Jakarta, 23 September 1998
Kepada
Mantan Presiden RI ke-2
Jenderal Besar Purn.
di Jakarta
BAPAK BERLAKU ARIF [1]
Dengan hormat,
Saya seorang pengagum Bapak Soeharto. Adanya hujatan-hujatan pada Bapak yang tidak henti-hentinya akhir-akhir ini sangat menyakitkan hati saya, dengan tidak mengabaikan Bapak sebagai manusia yang tidak sesempurna Nabi kita.
Saya alumni Fakultas Ekonomi VI tahun 1967 angkatan 66, sekarang pensiunan salah satu Bank Pemerintah.
Saya masih ingat ketika hari Sarjana VI 1967, Bapak Soeharto sebagai Ketua Presidium Kabinet Ampera menghadiri pertemuan tersebut di halaman depan aula Salemba 4. Waktu upacara berlangsung turun hujan lebat, dan Bapak kena percikan hujan dan tetap tenang mengikuti upacara sampai selesai. Saya bersyukur sekali ada Bapak Soeharto sebagai Panglima Kostrad yang menumpas G.30.S/PKI. Seandainya Bapak tidak mengambil alih pimpinan TNI Angkatan Darat, entah apa jadinya Republik yang kita cintai ini.
Selama kepemimpinan Bapak banyak sekali hal-hal yang sangat membanggakan saya sebagai warga negara. Telah banyak pembangunan baik phisik maupun religius terutama Islam. Begitu juga bidang militer. Sebagai contoh saya masih ingat betul langkah-langkah yang Bapak lakukan untuk mencopot Letjen KKO Hartono sebagai Panglima KKO dan Wakil KASAL saat itu sangat pro Bung Karno, yang terkenal dengan ucapannya, “Hitam kata Bung Kamo hitam kata KKO dan putih kata Bung Karno putih tindakan KKO”. Kalau Bapak tidak arif dan hati-hati betul saat mencopot Jenderal Hartono mungkin terjadi sesuatu antara KKO/AL dengan Angkatan Darat.
Sekarang ada tulisan di Mass Media yang menyatakan bahwa G.30.S/PKI skenarionya adalah Soeharto. Saya sangat jijik membacanya. Kemungkinan besar itu adalah antek-antek PKI dan PNI ASU.
Kalau kebebasan seperti sekarang diikuti dengan kemerosotan ekonomi dan rakyat makin miskin tidak bisa diatasi oleh pemerintah, PKI akan muncul lagi. Sebagai sumber kupasan mengenai PKI akhir-akhir ini tepat sekali tulisan Letjen Agum Gumelar “Komunis tak pemah menyerah” dalam majalah SENA No.9 tahun VIII tanggal 30 September 1998 dengan sampul luar Awas Komunis Bangkit Lagi.

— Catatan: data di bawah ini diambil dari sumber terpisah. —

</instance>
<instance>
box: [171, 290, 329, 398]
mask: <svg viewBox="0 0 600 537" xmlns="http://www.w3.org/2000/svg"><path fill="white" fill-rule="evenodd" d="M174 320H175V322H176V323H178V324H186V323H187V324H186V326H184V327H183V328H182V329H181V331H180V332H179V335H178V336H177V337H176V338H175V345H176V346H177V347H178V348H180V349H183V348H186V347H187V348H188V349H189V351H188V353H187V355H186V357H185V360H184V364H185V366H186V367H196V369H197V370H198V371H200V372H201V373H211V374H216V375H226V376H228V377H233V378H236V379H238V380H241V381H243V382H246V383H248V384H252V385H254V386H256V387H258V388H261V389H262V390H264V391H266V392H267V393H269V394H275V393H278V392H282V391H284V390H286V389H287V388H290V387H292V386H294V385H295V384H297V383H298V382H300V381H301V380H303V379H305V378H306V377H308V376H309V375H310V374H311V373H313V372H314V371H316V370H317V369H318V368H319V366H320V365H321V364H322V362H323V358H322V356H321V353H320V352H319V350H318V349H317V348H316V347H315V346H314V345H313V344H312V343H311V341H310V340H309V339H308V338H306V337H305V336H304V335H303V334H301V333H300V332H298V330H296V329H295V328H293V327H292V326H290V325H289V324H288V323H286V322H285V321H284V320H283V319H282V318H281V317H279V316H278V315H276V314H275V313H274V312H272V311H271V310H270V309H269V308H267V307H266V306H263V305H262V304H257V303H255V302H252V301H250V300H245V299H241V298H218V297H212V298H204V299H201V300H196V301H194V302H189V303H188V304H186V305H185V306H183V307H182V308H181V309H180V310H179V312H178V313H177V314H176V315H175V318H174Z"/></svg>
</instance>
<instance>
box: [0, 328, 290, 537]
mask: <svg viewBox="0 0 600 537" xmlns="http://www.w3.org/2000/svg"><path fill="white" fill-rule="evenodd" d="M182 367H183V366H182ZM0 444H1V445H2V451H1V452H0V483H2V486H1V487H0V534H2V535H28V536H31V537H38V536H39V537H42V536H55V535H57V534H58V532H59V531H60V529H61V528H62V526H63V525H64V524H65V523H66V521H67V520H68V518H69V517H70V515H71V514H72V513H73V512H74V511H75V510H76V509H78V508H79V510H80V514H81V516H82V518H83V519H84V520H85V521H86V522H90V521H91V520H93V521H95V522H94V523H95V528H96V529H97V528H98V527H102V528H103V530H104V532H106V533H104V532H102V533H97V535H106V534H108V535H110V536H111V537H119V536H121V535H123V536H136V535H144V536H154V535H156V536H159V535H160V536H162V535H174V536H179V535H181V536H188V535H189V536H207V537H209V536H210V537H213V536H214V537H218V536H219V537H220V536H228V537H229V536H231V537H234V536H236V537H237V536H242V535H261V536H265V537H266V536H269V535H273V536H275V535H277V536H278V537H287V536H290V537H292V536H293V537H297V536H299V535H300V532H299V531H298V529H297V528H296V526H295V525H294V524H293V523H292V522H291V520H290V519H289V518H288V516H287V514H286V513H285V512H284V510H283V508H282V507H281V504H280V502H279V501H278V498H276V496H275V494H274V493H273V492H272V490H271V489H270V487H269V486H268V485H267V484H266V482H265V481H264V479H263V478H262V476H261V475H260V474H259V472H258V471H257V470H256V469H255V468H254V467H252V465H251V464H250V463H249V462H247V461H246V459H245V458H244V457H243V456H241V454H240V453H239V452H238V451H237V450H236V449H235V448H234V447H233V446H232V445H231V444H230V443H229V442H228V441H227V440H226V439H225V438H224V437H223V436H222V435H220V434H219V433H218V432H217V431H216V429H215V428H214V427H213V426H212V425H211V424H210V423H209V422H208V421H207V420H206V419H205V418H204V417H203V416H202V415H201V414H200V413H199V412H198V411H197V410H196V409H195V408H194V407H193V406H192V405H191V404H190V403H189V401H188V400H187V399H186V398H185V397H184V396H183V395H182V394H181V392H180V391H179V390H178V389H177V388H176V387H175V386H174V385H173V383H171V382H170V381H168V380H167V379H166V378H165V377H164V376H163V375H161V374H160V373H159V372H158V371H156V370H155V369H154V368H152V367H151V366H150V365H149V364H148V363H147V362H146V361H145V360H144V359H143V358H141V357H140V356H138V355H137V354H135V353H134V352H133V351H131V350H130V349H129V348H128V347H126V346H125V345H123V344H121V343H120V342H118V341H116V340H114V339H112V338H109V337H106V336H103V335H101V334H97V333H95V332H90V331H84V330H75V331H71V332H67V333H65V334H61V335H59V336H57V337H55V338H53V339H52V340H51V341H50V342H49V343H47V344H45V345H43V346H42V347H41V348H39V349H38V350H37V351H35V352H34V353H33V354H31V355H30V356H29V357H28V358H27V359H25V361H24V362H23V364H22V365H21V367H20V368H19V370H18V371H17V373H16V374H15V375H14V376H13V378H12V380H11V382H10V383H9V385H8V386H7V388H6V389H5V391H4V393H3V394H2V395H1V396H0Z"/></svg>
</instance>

Saya menyesali kenapa Bapak tidak menggunakan hak-hak istimewa Bapak sebagai presiden/mandataris MPR untuk mengatasi persoalan yang kacau di tanah air. Kalau Bapak menggunakannya, akibatnya tidak seperti saat ini.
Saya menulis surat ini kepada Bapak dengan penuh kesadaran dan tetap menghormati Bapak sebagai mantan presiden ke-2 RI dan Jenderal besar berbintang 5 dan hanya ada 2 (dua) di Indonesia.
Akhirnya saya sebagai seorang muslim mendoakan agar Bapak diberi iman yang tegar dalam menghadapi hujatan-hujatan terhadap Bapak dan keluarga Bapak.
Semoga Allah SWT selalu memberikan kesehatan yang baik dan usia lanjut kepada Bapak sebagai mantan presiden RI ke-2.
Terima kasih atas kesediaan Bapak membaca surat saya ini. Saran saya kalau Bapak diundang menghadiri Hari ABRI tanggal 5 Oktober 1998 pakailah pakaian militer lengkap bintang 5. (DTS)
Hormat saya,
H.A. Rafli Nurham
Duren Sawit – Jakarta
[1] Dikutip langsung dari dalam sebuah buku berjudul “Empati di Tengah Badai: Kumpulan Surat Kepada Pak Harto 21 Mei – 31 Desember 1998”, (Jakarta: Kharisma, 1999), hal 184-185. Surat ini merupakan salah satu dari 1074 surat yang dikirim masyarakat Indonesia dari berbagai pelosok, bahkan luar negeri, antara tanggal 21 Mei – 31 Desember 1998, yang menyatakan simpati setelah mendengar Pak Harto mengundurkan diri. Surat-surat tersebut dikumpulkan dan dibukukan oleh Letkol Anton Tabah.